Translation result
By Kim Kyung-hyun / MyDaily — Shohei Ohtani of the LA Dodgers, who’s chasing his first Cy Young Award, is facing a new dilemma: his sweeper has emerged as a double-edged sword. A Japanese commentator flagged the issue after Tuesday’s start.
On May 21 (Korean time), Ohtani started as the leadoff hitter and the Dodgers’ starting pitcher in a road game against the San Diego Padres at Petco Park in San Diego, California.
He worked five scoreless innings, allowing three hits, two walks and striking out four, picking up his fourth win (4–2). At the plate he went 2-for-4 with a home run, a walk, two runs scored and an RBI.
The scoreless outing dropped his ERA to 0.73. He still hasn’t logged enough innings to qualify for the official leaderboard, but that mark sits at roughly half of Major League leader Cam Schlittler’s 1.50 ERA.

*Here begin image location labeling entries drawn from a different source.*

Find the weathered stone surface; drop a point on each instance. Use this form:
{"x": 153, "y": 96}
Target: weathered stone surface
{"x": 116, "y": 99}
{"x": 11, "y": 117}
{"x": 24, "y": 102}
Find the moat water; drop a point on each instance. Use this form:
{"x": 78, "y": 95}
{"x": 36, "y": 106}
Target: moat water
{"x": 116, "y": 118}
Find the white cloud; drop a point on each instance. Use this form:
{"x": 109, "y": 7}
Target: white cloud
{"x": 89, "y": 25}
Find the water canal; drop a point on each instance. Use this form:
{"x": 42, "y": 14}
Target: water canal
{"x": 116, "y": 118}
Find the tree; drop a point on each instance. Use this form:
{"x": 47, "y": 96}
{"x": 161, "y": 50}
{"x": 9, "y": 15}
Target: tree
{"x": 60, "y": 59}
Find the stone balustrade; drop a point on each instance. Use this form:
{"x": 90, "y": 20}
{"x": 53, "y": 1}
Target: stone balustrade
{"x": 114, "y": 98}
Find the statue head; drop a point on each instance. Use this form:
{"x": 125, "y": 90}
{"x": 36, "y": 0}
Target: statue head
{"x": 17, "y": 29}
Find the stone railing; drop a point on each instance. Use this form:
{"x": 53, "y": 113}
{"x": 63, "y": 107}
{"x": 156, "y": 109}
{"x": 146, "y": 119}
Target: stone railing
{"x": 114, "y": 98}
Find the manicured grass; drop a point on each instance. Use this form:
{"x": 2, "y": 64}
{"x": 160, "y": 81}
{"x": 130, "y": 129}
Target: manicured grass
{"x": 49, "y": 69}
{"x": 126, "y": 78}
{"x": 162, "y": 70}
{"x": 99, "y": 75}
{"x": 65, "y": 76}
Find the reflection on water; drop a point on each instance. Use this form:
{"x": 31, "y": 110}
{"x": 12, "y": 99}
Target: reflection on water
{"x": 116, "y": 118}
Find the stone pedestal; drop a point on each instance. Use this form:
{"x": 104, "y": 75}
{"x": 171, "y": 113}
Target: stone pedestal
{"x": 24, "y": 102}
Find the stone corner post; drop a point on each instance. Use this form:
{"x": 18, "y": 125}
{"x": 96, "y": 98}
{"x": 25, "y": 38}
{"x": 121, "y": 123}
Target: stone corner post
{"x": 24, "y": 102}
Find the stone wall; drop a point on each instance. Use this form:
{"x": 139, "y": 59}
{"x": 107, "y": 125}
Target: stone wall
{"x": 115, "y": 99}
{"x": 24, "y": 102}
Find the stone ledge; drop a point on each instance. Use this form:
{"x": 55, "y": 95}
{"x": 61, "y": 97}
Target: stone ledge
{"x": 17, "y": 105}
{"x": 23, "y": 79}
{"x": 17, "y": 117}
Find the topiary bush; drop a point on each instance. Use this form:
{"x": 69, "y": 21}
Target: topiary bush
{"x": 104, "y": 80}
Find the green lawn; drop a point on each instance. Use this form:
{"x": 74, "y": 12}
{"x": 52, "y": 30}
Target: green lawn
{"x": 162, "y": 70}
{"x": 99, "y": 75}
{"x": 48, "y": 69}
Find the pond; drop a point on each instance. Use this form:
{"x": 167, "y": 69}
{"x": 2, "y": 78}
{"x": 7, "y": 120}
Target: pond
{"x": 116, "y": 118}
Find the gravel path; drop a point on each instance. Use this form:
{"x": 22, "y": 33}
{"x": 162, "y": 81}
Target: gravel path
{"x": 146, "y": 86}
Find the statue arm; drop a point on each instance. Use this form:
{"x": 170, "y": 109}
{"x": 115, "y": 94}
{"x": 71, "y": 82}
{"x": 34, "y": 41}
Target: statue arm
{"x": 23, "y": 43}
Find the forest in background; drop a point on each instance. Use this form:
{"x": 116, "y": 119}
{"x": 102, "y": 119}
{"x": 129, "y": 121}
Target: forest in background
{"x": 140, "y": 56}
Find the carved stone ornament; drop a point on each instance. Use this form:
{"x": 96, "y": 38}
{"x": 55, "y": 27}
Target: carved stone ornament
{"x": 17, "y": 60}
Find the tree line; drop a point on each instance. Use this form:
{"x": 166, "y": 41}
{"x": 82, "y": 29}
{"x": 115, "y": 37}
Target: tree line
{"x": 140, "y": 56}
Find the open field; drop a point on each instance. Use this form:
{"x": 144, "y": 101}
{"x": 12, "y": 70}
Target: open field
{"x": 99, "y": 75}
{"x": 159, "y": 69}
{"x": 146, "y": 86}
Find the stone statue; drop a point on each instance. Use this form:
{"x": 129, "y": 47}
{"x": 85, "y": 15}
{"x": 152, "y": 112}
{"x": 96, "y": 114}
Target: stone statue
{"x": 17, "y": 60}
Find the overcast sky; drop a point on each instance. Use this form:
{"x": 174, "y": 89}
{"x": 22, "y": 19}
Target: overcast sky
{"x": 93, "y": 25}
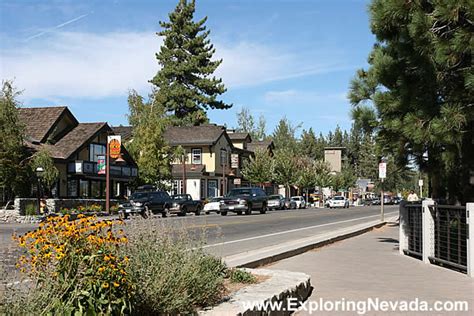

One disappointment: his streak of quality starts — at least six innings with three or fewer earned runs — ended. He threw 88 pitches and seemed capable of going deeper, but exited the game sooner than many expected.
The Padres made him work, extending numerous at-bats past five pitches. San Diego hitters repeatedly fouled pitches off and forced Ohtani into longer, more contested battles.
Japan’s Full Count quoted commentator Toshihiro Noguchi saying Ohtani’s command was uneven: his fastball sometimes caught the plate and his sweeper didn’t always bite. Noguchi added that Ohtani rarely landed pitches where he intended, and he didn’t look especially fired up — it wasn’t a performance he’d be satisfied with.

Noguchi specifically warned about the sweeper. “Ohtani’s sweeper has big movement and excellent life, so it can be an overwhelming weapon,” he said. “But if he throws it too often, his body tends to rotate more horizontally. That makes it harder to command his other pitches, because turning the body sideways increases the break on that pitch and can throw off overall control.”
The sweeper has been Ohtani’s primary putaway pitch. Baseball Savant credits it with a 0.093 batting average against. Among pitches he’s thrown at least 80 times, it ranks second only to the curveball (0), and it boasts a hefty 40.2% whiff rate.
Still, when his command slips the sweeper becomes dangerous. The double-play ball induced on Fernando Tatis Jr. with one out and the bases loaded in the fifth inning came on a sweeper. That ball left the bat at 94.6 mph (152.2 km/h) with an expected batting average of 0.430 — had it not been hit directly at a fielder, the pitch could have produced a very different, costly outcome.
Noguchi added, “If I were batting, I’d look for the sweeper until I fell behind two strikes. Visualize its trajectory coming inside toward the middle, and when it arrives, attack it. Compared with a 100 mph (160.9 km/h) fastball, I think it’s the pitch you can square up more often.”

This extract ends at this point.